A 4 hours drive West of Paris will take you many places, through rolling hills, grand Cathedrals and artists’ gardens. But there is probably one special place you ( and 3 million other people every year) are heading towards: the charming and almost mystical Le Mont Saint Michele, one of the most picturesque landmarks of France.
2 weeks ago I arranged for a romantic weekend on Le Mont for me and my best friend. We booked a room in the tiny but surprisingly comfortable Auberge Saint Pierre, on Le Mont Saint Michele, to be sure to live the charm of this enchanted place fully, rather than having to go back to the mainland before the tide rose.
Le Mont itself is tiny, the main attraction being its beautiful Cathedral, nestled on is top, almost giving the impression of precariously balancing on the pyramid shaped island. What is probably most impressive however is the appearance of Le Mont from afar, as you walk or drive up the suspended bridge connecting this wonderful piece of rock to the wild countryside of Normandy. This part of France is well known for its capricious and extreme weather, so I could not have been happier to catch a day filled with sunshine, just the right setting for this wonderful sight.

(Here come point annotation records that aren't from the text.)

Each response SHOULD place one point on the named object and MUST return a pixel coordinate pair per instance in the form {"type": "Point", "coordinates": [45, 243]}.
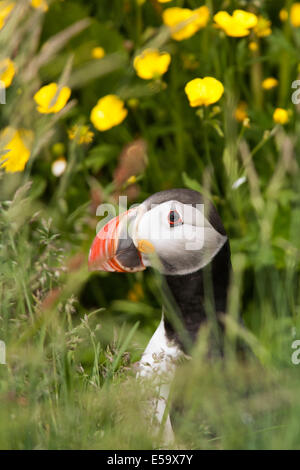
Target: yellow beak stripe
{"type": "Point", "coordinates": [144, 246]}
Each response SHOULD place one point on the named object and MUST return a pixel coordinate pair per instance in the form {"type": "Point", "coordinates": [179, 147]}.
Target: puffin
{"type": "Point", "coordinates": [179, 233]}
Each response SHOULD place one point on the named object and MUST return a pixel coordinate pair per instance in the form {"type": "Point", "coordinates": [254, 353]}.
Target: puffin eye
{"type": "Point", "coordinates": [174, 218]}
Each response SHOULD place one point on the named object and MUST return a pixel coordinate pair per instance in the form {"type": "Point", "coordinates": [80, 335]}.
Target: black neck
{"type": "Point", "coordinates": [189, 292]}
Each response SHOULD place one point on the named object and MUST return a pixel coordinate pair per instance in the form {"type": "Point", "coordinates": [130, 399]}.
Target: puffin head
{"type": "Point", "coordinates": [175, 231]}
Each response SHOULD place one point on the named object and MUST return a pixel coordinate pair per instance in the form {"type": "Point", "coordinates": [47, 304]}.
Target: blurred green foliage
{"type": "Point", "coordinates": [72, 336]}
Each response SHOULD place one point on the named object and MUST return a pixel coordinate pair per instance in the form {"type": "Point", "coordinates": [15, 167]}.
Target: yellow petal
{"type": "Point", "coordinates": [17, 143]}
{"type": "Point", "coordinates": [50, 99]}
{"type": "Point", "coordinates": [295, 14]}
{"type": "Point", "coordinates": [246, 19]}
{"type": "Point", "coordinates": [108, 112]}
{"type": "Point", "coordinates": [204, 91]}
{"type": "Point", "coordinates": [7, 72]}
{"type": "Point", "coordinates": [184, 22]}
{"type": "Point", "coordinates": [280, 116]}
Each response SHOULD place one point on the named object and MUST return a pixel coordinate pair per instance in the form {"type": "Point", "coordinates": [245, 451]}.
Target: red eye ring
{"type": "Point", "coordinates": [174, 218]}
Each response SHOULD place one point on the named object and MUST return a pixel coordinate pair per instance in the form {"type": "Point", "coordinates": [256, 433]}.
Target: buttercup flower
{"type": "Point", "coordinates": [280, 116]}
{"type": "Point", "coordinates": [203, 91]}
{"type": "Point", "coordinates": [98, 52]}
{"type": "Point", "coordinates": [283, 14]}
{"type": "Point", "coordinates": [81, 133]}
{"type": "Point", "coordinates": [59, 166]}
{"type": "Point", "coordinates": [194, 19]}
{"type": "Point", "coordinates": [253, 46]}
{"type": "Point", "coordinates": [51, 99]}
{"type": "Point", "coordinates": [7, 72]}
{"type": "Point", "coordinates": [15, 149]}
{"type": "Point", "coordinates": [240, 113]}
{"type": "Point", "coordinates": [269, 83]}
{"type": "Point", "coordinates": [263, 27]}
{"type": "Point", "coordinates": [5, 9]}
{"type": "Point", "coordinates": [41, 4]}
{"type": "Point", "coordinates": [151, 63]}
{"type": "Point", "coordinates": [295, 14]}
{"type": "Point", "coordinates": [108, 112]}
{"type": "Point", "coordinates": [237, 25]}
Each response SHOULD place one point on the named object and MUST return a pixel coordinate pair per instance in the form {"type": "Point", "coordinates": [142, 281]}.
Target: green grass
{"type": "Point", "coordinates": [72, 337]}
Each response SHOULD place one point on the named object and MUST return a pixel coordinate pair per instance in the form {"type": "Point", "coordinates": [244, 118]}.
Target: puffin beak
{"type": "Point", "coordinates": [113, 249]}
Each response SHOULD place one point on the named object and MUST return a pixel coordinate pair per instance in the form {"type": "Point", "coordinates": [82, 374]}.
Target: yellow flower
{"type": "Point", "coordinates": [51, 98]}
{"type": "Point", "coordinates": [151, 63]}
{"type": "Point", "coordinates": [240, 113]}
{"type": "Point", "coordinates": [295, 14]}
{"type": "Point", "coordinates": [41, 4]}
{"type": "Point", "coordinates": [237, 25]}
{"type": "Point", "coordinates": [108, 112]}
{"type": "Point", "coordinates": [263, 27]}
{"type": "Point", "coordinates": [5, 9]}
{"type": "Point", "coordinates": [59, 166]}
{"type": "Point", "coordinates": [281, 116]}
{"type": "Point", "coordinates": [269, 83]}
{"type": "Point", "coordinates": [253, 46]}
{"type": "Point", "coordinates": [283, 14]}
{"type": "Point", "coordinates": [192, 20]}
{"type": "Point", "coordinates": [82, 134]}
{"type": "Point", "coordinates": [203, 91]}
{"type": "Point", "coordinates": [98, 52]}
{"type": "Point", "coordinates": [15, 149]}
{"type": "Point", "coordinates": [7, 72]}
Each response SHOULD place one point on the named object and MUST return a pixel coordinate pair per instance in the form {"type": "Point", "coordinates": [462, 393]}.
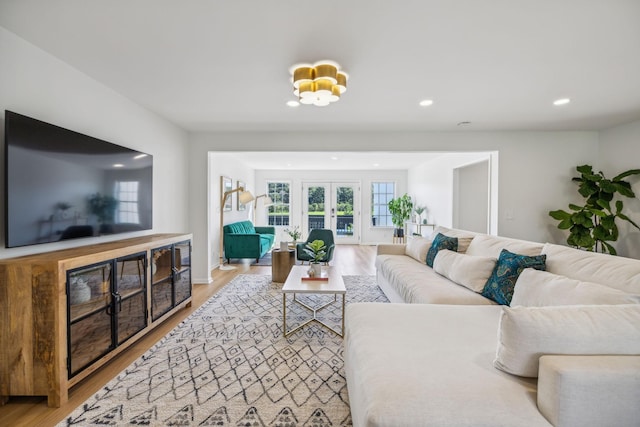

Once you get over the view – and that might take a while – you can walk inside the main gates and follow the cobbled road up to the Cathedral, making sure to take in every detail of this special place. The shop signs, the smell of the famous cookies from La Mere Poulard, the beautiful cemetery and the view of the Cathedral towering over you as you get closer and closer.
There are plenty of photo opportunities as you go up, and catching a good shot, especially at sunset, is practically guaranteed. If you are lucky enough to go in the Spring, you might be able to experience the Cathedral’s garden in full bloom. In our case, it was just starting to wake up.
A visit to the Cathedral, dedicated to Saint Michele, would take you around 1 hour, but its impressive interiors, and inner courtyards are totally worth the time and entry fee. On the higher walls, you get a full sense of the importance this place must have held in the past, not only as a religious shrine, but also as a symbol of resistance. The tides in fact, combined with the impugnable build of the Cathedral, allowed Le Mont to be extremely defensible. so much so that during the Hundred Years’ War a small garrison was able to defend Le Mont from a full blown attack by the English.
If you are thinking of visiting, make sure to check the tides, to be able to time your trip to see this impressive show of nature.
If going all the way to Normandy for a church does not cut it for you, during the warmest months of the year, tour operators and local guides organise walks and horseback riding across the bay between Le Mont and the mainland. it gets muddy but it looks like tons of fun, definitely on my bucket list for next time.
If you choose to stay the night, a visit to La Mere Poulard to try the famous Omelette is a must. At the very least, make sure you pick a box of cookies (or two) before you head back, or even better some salted caramel candy, they are absolutely divineeee. If you are horrified by the touristy price of the restaurant (which is to be expected) don’t be surprised if the choice of food is limited, especially after dark. Most tourist tend to leave Le Mont at night. Staying on the mainland is cheaper, but not nearly as charming.
I took a chance to stroll around the place in the evening, and it is possibly even more impressive. the small streets and the lit-up Cathedral make for some incredible night photography if you have the right equipment, or at the very least provide the setting for a super romantic , yet somehow blasphemous, snog.
Seeing this place is really worth a drive, and i dare say even a plane or a train:-) If you have a chance, explore this wonderful region of France, just make sure you pack a raincoat before you go.